At the same time, taggers who do not move on to other activities have not read the message of the street, which is not their street, and can never be theirs unless they move into a broader community framework. This some have done, though it will take time to see what kind of impact these people may have as community organizers and representatives, or how they will change art forms other than tagging. The contribution their efforts could make to other arts seems easy to see. I can imagine these people placing a strong emphasis on calligraphy and more fluid letter forms. This could be an immense benefit in several ways. By reintroducing calligraphy into the mainstream it could relieve our eyes from the endless barrage of too easily manipulated type, made possible by computer based technology. It could also re-humanize the brittle, rigid type faces now being offered, improving type itself. Although he comes from a different tradition, I don't think Herman Zapf could have accomplished as much as he has, including his work in digital type design, if he didn't have a sound base in hand lettering. Type is part of a fragile ecosystem of its own, and those who rely on it too heavily seem bound to deaden typography with every move they make. Potential contributions to many general areas of art and design remain possibilities. What gets brought back to the inner cities from which tagging arises should be left to the judgment and discretion of those who have practiced the basic art and to the collective decisions of the home communities.

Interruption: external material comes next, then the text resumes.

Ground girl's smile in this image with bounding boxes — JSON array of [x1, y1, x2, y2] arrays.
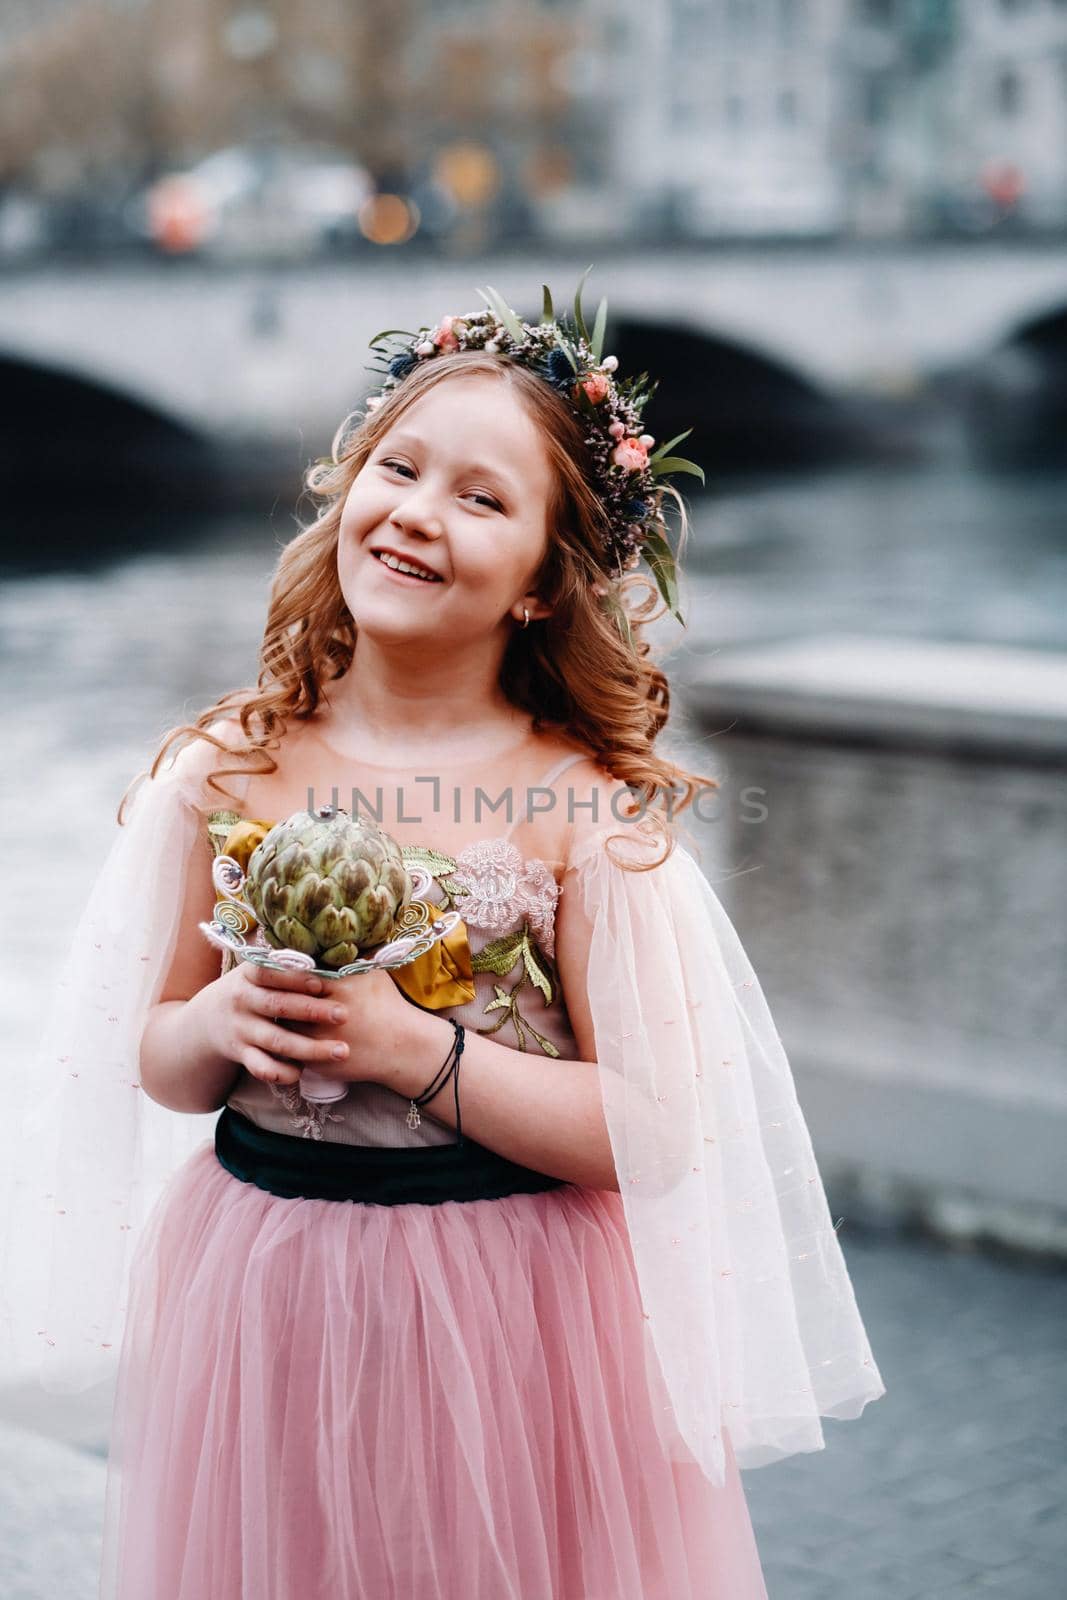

Tagging presents paradoxes much like those of the blues and other related art forms. Those of us fortunate enough to see this art should appreciate it while we can to the fullest extent we can. Attendant on the aesthetic accomplishments of taggers is the fact that on a basic human, existential level, tagging is a great tribute to the genius of people who can make something beautiful out of close to nothing. However, we should never allow ourselves to be so caught up in its beauty and inventiveness, or worse, voyeurism, that we see the social, economic, and political conditions form which it springs as good or desirable or justifiable. We must not forget that, unlike some forms of "painting," tagging is at root a military art, and that its most important features should be those that can be reintegrated into community art whenever and if ever the war has been won. In the meantime, an important role for outsiders goes beyond simple conoiseurship to finding ways for the great creativity tagging represents to flourish in other environments.